Following on from these threats, the webinar presented a case study on how cyber disinformation exploited open data during the energy and political crisis associated with the Ukraine war in 2022. Attackers manipulated data, generated false content with artificial intelligence and amplified misinformation on social media to create confusion and destabilise markets.

Figure 1. Slide from the webinar presentation "Safeguarding open data: cybersecurity essentials and skills for data providers".
Data protection and data governance strategies
In this context, the implementation of a robust governance structure emerges as a fundamental element for the protection of open data. This framework should incorporate rigorous quality management to ensure accuracy and consistency of data, together with effective updating and correction procedures. Security controls should be comprehensive, including:
- Technical protection measures.
- Integrity check procedures.
- Access and modification monitoring systems.
Risk assessment and risk management requires a systematic approach starting with a thorough identification of sensitive and critical data. This involves not only the cataloguing of critical information, but also a detailed assessment of its sensitivity and strategic value. A crucial aspect is the identification and exclusion of personal data that could allow the identification of individuals, implementing robust anonymisation techniques where necessary.
For effective protection, organisations must conduct comprehensive risk analyses to identify potential vulnerabilities in their data management systems and processes. These analyses should lead to the implementation of robust security controls tailored to the specific needs of each dataset. In this regard, the implementation of data sharing agreements establishes clear and specific terms for the exchange of information with other organisations, ensuring that all parties understand their data protection responsibilities.
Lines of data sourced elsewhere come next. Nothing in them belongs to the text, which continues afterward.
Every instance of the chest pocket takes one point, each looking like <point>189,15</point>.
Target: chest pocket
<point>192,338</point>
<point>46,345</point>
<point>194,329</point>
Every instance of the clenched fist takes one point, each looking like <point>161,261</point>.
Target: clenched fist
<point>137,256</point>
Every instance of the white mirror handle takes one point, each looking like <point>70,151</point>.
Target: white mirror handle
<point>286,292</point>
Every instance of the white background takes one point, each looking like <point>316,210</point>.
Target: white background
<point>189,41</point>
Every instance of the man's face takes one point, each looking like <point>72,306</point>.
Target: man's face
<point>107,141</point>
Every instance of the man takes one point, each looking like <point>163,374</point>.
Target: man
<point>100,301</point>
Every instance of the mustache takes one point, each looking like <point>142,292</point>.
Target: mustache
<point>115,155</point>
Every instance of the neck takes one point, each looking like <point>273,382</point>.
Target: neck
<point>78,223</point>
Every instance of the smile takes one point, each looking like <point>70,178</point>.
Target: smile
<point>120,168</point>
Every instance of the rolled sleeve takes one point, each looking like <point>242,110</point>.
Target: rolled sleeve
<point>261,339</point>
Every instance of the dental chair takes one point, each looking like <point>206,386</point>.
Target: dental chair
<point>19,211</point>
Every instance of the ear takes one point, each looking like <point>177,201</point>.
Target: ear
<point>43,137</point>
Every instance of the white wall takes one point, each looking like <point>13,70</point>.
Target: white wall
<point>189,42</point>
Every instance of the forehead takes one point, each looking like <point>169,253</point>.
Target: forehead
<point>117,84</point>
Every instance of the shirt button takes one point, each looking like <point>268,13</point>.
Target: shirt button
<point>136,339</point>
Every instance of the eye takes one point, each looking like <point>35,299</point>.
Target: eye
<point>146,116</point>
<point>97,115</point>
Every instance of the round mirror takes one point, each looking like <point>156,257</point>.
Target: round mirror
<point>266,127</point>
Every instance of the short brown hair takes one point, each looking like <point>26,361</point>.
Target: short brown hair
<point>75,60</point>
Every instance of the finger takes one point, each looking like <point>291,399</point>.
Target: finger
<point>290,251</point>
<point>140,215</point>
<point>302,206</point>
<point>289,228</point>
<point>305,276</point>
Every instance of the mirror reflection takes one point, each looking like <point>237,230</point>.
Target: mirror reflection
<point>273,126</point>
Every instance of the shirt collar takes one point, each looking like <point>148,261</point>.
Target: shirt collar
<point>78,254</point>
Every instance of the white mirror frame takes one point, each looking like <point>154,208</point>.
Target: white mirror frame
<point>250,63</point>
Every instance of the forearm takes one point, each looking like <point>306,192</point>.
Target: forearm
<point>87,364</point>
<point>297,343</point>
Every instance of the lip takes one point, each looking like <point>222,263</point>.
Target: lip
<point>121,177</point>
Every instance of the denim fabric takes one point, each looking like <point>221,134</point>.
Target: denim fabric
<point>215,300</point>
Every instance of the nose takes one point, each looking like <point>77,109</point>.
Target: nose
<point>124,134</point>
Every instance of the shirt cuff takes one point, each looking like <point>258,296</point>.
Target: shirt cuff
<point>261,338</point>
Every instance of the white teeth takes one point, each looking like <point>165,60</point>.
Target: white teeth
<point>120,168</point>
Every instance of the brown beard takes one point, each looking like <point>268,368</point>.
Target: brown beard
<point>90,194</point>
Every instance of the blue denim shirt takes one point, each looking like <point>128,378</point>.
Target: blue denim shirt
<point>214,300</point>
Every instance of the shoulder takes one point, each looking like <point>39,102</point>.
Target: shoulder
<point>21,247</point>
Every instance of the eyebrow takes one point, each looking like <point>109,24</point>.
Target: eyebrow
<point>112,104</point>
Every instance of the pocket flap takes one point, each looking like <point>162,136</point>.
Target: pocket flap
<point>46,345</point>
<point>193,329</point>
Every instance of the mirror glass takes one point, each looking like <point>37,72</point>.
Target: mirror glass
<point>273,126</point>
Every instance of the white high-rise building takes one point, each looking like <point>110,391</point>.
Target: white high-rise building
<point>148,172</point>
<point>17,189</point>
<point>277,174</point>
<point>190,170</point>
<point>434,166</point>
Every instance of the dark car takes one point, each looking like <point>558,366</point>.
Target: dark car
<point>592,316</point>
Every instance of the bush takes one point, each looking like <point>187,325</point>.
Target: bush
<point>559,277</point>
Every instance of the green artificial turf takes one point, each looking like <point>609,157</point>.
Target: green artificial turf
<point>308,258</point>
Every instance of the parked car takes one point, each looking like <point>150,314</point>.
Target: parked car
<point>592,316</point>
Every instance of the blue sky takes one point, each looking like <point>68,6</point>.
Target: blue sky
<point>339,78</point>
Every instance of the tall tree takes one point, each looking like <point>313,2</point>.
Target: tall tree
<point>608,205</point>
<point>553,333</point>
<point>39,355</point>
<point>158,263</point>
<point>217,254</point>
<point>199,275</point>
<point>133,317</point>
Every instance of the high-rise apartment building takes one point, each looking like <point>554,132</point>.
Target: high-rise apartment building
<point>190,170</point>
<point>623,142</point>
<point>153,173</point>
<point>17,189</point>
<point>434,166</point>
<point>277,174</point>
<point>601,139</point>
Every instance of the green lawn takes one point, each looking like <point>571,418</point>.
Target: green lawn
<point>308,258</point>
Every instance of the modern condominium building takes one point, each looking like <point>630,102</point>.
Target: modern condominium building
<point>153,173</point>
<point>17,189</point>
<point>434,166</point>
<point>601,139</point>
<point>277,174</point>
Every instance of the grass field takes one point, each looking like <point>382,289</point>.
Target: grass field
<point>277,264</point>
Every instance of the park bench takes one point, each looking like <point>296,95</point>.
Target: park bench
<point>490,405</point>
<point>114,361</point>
Experts stressed that data governance must be structured through well-defined policies and procedures that ensure effective and secure information management. This includes the establishment of clear roles and responsibilities, transparent decision-making processes and monitoring and control mechanisms. Mitigation procedures must be equally robust, including well-defined response protocols, effective preventive measures and continuous updating of protection strategies.
In addition, it is essential to maintain a proactive approach to security management. A strategy that anticipates potential threats and adapts protection measures as the risk landscape evolves. Ongoing staff training and regular updating of policies and procedures are key elements in maintaining the effectiveness of these protection strategies. All this must be done while maintaining a balance between the need for protection and the fundamental purpose of open data: its accessibility and usefulness to the public.
Legal aspects and compliance
In addition, the webinar explained the legal and regulatory framework surrounding open data. A crucial point was the distinction between anonymization and pseudo-anonymization in the context of the GDPR (General Data Protection Regulation).
On the one hand, anonymised data are not considered personal data under the GDPR, because it is impossible to identify individuals. However, pseudo-anonymisation retains the possibility of re-identification if combined with additional information. This distinction is crucial for organisations handling open data, as it determines which data can be freely published and which require additional protections.
To illustrate the risks of inadequate anonymisation, the webinar presented the Netflix case in 2006, when the company published a supposedly anonymised dataset to improve its recommendation algorithm. However, researchers were able to "re-identify" specific users by combining this data with publicly available information on IMDb. This case demonstrates how the combination of different datasets can compromise privacy even when anonymisation measures have been taken.
In general terms, the role of the Data Governance Act in providing a horizontal governance framework for data spaces was highlighted, establishing the need to share information in a controlled manner and in accordance with applicable policies and laws. The Data Governance Regulation is particularly relevant to ensure that data protection, cybersecurity and intellectual property rights are respected in the context of open data.
The role of AI and cybersecurity in data security
The conclusions of the webinar focused on several key issues for the future of open data. A key element was the discussion on the role of artificial intelligence and its impact on data security. It highlighted how AI can act as a cyber threat multiplier, facilitating the creation of misinformation and the misuse of open data.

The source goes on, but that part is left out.